Example: Parameter Estimation 1

Estimation under square loss

To ease the estimation process when given data, a separate module ode_loss has been constructed for observations coming from a single state. We demonstrate how to do it via two examples, first, a standard SIR model, then the Legrand SEIHFR model from [Legrand2007] used for Ebola in estimate2.

SIR Model

We set up an SIR model as seen previously in sir.

In [1]: from pygom import SquareLoss, common_models

In [2]: import numpy

In [3]: import scipy.integrate

In [4]: import matplotlib.pyplot

In [5]: # Again, standard SIR model with 2 parameter.  See the first script!

In [6]: # define the parameters

In [7]: paramEval = [('beta',0.5), ('gamma',1.0/3.0)]

In [8]: # initialize the model

In [9]: ode = common_models.SIR(paramEval)

and we assume that we have perfect information about the \(R\) compartment.

In [10]: x0 = [1, 1.27e-6, 0]

In [11]: # Time, including the initial time t0 at t=0

In [12]: t = numpy.linspace(0, 150, 1000)

In [13]: # Standard.  Find the solution.

In [14]: solution = scipy.integrate.odeint(ode.ode, x0, t)

In [15]: y = solution[:,1:3].copy()

Initialize the class with some initial guess

In [16]: # our initial guess

In [17]: theta = [0.2, 0.2]

In [18]: objSIR = SquareLoss(theta, ode, x0, t[0], t[1::], y[1::,:], ['I','R'])

Note that we need to provide the initial values, \(x_{0}\) and \(t_{0}\) differently to the observations \(y\) and the corresponding time \(t\). Additionally, the state which the observation lies needs to be specified. Either a single state, or multiple states are allowed, as seen above.

Difference in gradient

We have provided two different ways of obtaining the gradient, these are explained in gradient in a bit more detail. First, lets see how similar the output of the two methods are

In [19]: objSIR.sensitivity()
Out[19]: array([-0.95621274,  0.87448359])

In [20]: objSIR.adjoint()
Out[20]: array([-0.95498053,  0.87325191])

and the time required to obtain the gradient for the SIR model under \(\theta = (0.2,0.2)\), previously entered.

In [21]: %timeit objSIR.sensitivity()
18.2 ms +- 315 us per loop (mean +- std. dev. of 7 runs, 100 loops each)

In [22]: %timeit objSIR.adjoint()
653 ms +- 18.2 ms per loop (mean +- std. dev. of 7 runs, 1 loop each)

Obviously, the amount of time taken for both method is dependent on the number of observations as well as the number of states. The effect on the adjoint method as the number of observations differs can be quite evident. This is because the adjoint method is under a discretization which loops in Python where as the forward sensitivity equations are solved simply via an integration. As the number of observation gets larger, the affect of the Python loop becomes more obvious.

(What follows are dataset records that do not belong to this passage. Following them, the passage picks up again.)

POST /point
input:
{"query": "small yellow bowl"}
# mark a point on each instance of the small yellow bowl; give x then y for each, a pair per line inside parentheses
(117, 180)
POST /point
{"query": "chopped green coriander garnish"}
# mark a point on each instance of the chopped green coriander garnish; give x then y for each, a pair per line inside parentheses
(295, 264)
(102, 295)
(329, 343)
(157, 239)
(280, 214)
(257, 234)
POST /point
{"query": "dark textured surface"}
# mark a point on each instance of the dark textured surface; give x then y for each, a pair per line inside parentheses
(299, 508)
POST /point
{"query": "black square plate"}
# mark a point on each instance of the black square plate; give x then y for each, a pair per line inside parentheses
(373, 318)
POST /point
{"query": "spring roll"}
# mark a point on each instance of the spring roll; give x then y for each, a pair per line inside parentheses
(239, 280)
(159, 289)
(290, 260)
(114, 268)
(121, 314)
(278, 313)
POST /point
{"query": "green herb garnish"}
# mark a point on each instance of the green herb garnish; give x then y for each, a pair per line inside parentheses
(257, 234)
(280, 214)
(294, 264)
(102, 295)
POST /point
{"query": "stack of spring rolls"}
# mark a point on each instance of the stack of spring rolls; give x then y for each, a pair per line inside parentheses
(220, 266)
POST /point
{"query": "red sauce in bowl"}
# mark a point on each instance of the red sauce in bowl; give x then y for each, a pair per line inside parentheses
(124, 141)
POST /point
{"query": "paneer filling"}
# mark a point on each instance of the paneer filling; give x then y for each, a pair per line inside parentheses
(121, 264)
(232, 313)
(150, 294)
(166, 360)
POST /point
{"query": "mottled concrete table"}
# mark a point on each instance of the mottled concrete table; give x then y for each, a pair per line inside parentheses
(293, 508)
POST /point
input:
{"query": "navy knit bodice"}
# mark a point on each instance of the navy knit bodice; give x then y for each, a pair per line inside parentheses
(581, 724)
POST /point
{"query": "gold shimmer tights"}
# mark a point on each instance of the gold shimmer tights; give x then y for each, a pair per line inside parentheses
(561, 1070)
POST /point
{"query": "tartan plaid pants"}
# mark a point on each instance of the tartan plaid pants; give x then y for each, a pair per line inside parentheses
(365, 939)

Difference in gradient is larger when there are less observations. This is because the adjoint method use interpolations on the output of the ode between each consecutive time points. Given solution over the same length of time, fewer discretization naturally leads to a less accurate interpolation. Note that the interpolation is currently performed using univaraite spline, due to the limitation of python packages. Ideally, one would prefer to use an (adaptive) Hermite or Chebyshev interpolation. Note how we ran the two gradient functions once before timing it, that is because we only find the properties (Jacobian, gradient) of the ode during runtime.

Optimized result

Then standard optimization procedures with some suitable initial guess should yield the correct result. It is important to set the boundaries for compartmental models as we know that all the parameters are strictly positive. We put a less restrictive inequality here for demonstration purpose.

In [23]: # what we think the bounds are

In [24]: boxBounds = [(0.0,2.0),(0.0,2.0)]

Then using the optimization routines in scipy.optimize, for example, the SLSQP method with the gradient obtained by forward sensitivity.

In [25]: from scipy.optimize import minimize

In [26]: res = minimize(fun=objSIR.cost,
   ....:                jac=objSIR.sensitivity,
   ....:                x0=theta,
   ....:                bounds=boxBounds,
   ....:                method='SLSQP')
   ....: 

In [27]: print(res)
     fun: 6.107148148593866e-07
     jac: array([ 0.16105372, -0.17475277])
 message: 'Optimization terminated successfully.'
    nfev: 18
     nit: 10
    njev: 10
  status: 0
 success: True
       x: array([0.5000679 , 0.33337421])

Other methods available in scipy.optimize.minimize() can also be used, such as the L-BFGS-B and TNC. We can also use methods that accepts the exact Hessian such as trust-ncg but that should not be necessary most of the time.